Since about 3 weeks my memory behavior on this machine has changed and I cannot explain why. There are no crons running which flush anything like this. There are also no large numbers of files being deleted/changed during these drops.
The 'cached' memory gets dropped about every few hours, but it's never a set gap between flushes, this indicates to me that some bottleneck gets reached instead. It also always seems to be when total memory usages gets to about 18GB, but again, not always exactly 18GB.
This is a graph of my memory usage:
As you can see in the graph the 'buffers' always stay more or less the same, it is mainly the 'cache' that gets dropped.
Running vmstat -m
I have outputted the memory usage just before and just after a memory drop. The output is here: http://pastebin.com/diff.php?i=hJqZqztm 'old version' being before, 'new version' being after a drop.
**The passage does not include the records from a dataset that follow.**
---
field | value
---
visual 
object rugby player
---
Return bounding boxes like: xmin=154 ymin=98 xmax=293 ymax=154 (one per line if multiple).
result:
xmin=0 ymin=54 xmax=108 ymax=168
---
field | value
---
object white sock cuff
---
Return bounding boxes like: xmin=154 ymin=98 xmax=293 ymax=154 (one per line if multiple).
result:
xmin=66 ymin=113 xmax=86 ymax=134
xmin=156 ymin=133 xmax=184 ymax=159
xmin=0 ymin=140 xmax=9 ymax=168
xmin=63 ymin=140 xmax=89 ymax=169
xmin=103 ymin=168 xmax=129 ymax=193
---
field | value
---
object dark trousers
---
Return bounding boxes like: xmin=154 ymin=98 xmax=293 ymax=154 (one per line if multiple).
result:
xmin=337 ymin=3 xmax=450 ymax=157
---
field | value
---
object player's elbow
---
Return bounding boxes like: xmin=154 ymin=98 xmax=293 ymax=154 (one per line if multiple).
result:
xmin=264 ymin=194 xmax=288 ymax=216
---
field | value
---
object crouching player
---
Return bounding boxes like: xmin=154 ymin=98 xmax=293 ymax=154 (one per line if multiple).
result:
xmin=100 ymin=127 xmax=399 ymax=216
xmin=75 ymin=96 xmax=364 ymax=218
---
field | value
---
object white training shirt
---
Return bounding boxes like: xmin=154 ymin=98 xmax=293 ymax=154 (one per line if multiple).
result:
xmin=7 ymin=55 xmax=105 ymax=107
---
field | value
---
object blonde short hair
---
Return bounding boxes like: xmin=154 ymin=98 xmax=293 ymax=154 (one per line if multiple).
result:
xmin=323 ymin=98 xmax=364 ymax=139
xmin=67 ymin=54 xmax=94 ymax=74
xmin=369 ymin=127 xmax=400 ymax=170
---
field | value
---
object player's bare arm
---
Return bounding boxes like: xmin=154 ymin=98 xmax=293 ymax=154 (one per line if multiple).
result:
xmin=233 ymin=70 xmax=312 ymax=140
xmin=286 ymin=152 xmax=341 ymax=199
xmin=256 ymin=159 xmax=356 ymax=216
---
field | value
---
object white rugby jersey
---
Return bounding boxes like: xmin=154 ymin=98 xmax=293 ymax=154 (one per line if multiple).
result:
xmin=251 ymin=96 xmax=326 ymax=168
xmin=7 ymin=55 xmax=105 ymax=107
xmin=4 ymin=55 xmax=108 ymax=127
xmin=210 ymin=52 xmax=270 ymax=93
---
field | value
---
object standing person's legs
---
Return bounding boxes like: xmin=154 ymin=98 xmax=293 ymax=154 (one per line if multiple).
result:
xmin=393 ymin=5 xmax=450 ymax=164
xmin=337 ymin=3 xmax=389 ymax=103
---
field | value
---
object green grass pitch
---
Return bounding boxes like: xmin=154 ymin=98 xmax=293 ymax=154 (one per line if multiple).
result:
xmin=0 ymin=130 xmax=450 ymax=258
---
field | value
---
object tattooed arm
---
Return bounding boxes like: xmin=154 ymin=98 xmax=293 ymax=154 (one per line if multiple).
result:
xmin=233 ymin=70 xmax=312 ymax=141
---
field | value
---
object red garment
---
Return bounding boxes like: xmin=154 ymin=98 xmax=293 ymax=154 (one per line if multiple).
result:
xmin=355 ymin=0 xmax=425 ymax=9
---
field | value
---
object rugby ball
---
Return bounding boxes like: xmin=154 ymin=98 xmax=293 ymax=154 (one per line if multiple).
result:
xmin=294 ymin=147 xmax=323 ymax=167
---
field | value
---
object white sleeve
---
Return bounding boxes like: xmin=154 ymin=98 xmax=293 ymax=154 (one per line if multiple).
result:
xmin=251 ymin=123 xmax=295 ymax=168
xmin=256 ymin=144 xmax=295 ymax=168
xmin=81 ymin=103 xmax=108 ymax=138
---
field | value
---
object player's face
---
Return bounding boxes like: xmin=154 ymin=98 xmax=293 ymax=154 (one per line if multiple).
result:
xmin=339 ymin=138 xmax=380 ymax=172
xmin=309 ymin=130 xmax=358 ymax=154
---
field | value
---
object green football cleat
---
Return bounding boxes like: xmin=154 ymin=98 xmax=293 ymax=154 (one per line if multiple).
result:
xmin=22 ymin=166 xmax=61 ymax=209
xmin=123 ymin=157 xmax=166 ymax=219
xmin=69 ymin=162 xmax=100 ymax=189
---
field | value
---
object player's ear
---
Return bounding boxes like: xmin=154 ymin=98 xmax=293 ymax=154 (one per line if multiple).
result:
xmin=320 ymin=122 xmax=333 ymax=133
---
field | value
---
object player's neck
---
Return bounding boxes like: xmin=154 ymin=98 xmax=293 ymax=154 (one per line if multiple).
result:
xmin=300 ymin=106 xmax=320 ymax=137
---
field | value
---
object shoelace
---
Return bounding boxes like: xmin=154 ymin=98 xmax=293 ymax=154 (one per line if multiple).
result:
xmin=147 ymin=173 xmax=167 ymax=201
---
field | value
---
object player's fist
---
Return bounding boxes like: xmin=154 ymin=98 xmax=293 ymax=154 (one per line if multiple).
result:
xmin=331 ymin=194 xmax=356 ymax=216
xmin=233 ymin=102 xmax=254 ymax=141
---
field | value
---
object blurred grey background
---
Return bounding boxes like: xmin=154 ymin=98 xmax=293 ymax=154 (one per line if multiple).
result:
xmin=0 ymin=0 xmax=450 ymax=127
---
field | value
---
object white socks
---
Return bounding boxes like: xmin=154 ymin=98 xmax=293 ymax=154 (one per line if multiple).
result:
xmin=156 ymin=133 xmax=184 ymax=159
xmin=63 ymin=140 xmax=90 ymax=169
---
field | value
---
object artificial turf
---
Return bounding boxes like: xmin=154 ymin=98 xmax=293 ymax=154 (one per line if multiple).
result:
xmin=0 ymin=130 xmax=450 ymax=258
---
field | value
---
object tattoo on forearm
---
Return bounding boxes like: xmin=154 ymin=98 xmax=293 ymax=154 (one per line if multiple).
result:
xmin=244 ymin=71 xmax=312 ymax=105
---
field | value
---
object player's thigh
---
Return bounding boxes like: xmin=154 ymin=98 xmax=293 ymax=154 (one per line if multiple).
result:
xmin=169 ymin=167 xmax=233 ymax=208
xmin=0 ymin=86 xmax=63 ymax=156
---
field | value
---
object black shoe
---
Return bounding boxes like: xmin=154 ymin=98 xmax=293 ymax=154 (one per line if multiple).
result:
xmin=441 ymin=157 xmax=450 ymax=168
About 3 weeks ago my server crashed during a heavy DDOS attack, after I rebooted the machine this odd behavior started. I have checked a bunch of logs, restarted the machine again, and cannot find any indication what changed.
During these 'cache' memory drops, my iNode usage drops at the same time.
Does anyone have any idea what might be causing this behavior? Clearly my RAM isn't full, so I am curious why this could be happening.
What does a jagged committed memory graph mean?
Sockets create inodes when a connection is accept()-ed, so the inode behaviour could be from a massive burst of connections being opened or closed, respectively. This could happen when (as in the linked question) logrotate kills a bunch of FastCGI processes. Not sure if this would apply to php-fpm.
Just a wild theory, and it doesn't really explain why the cache is cleared at the same time. Still, could be worth a look?